Hoe fraai en beeldend ook, en hoe respectvol en nederig Joseph Conrad (1857-1924) over de zee schrijft, er gaat niets boven zijn beschrijving van hoe hij het leven aan wal beleefde. In hoofdstuk 14 van De zee, een spiegel, de vertaling van The Mirror of the Sea (uit 1906), is hij in Amsterdam aangeland. Steeds meer tegen heug en meug, want de lading voor het schip waar hij de verantwoordelijkheid voor draagt komt almaar niet uit het Nederlandse binnenland te voorschijn. Het is een barre winter, alles is bevroren en ondergesneeuwd. De inkt bevriest in de pot – lastig voor een schrijver in die tijd. Vervoer is niet mogelijk, hij moet wachten op zijn cargo. Dagen, dagen, dagen. IJskoud Amsterdam laat hem ijskoud in de steek.

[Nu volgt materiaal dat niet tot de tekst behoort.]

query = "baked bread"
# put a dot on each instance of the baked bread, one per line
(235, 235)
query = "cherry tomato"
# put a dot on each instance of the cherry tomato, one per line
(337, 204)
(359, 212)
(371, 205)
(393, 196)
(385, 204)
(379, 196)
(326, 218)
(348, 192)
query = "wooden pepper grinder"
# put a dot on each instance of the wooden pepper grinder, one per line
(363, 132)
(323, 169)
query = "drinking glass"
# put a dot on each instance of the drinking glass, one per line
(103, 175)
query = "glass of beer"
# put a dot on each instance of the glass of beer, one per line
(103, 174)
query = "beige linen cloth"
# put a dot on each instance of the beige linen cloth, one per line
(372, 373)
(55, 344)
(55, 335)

Joseph Conrad – in Polen geboren, later Engelsman geworden – heeft twintig jaar gevaren. Hij wist het te schoppen tot gezagvoerder, maar in het boek heeft hij vooral dienende rollen. Prachtige passages wijdt hij aan de kapiteins onder wie hij diende. Mannen van stavast, maar met kronkels en eigenaardigheden ook. Zonder uitzondering. Eenzaamheid, weemoed en drank, karakters die koppiger waren dan menige storm – kapiteins waren geplaagde mannen. Zwijgers ook.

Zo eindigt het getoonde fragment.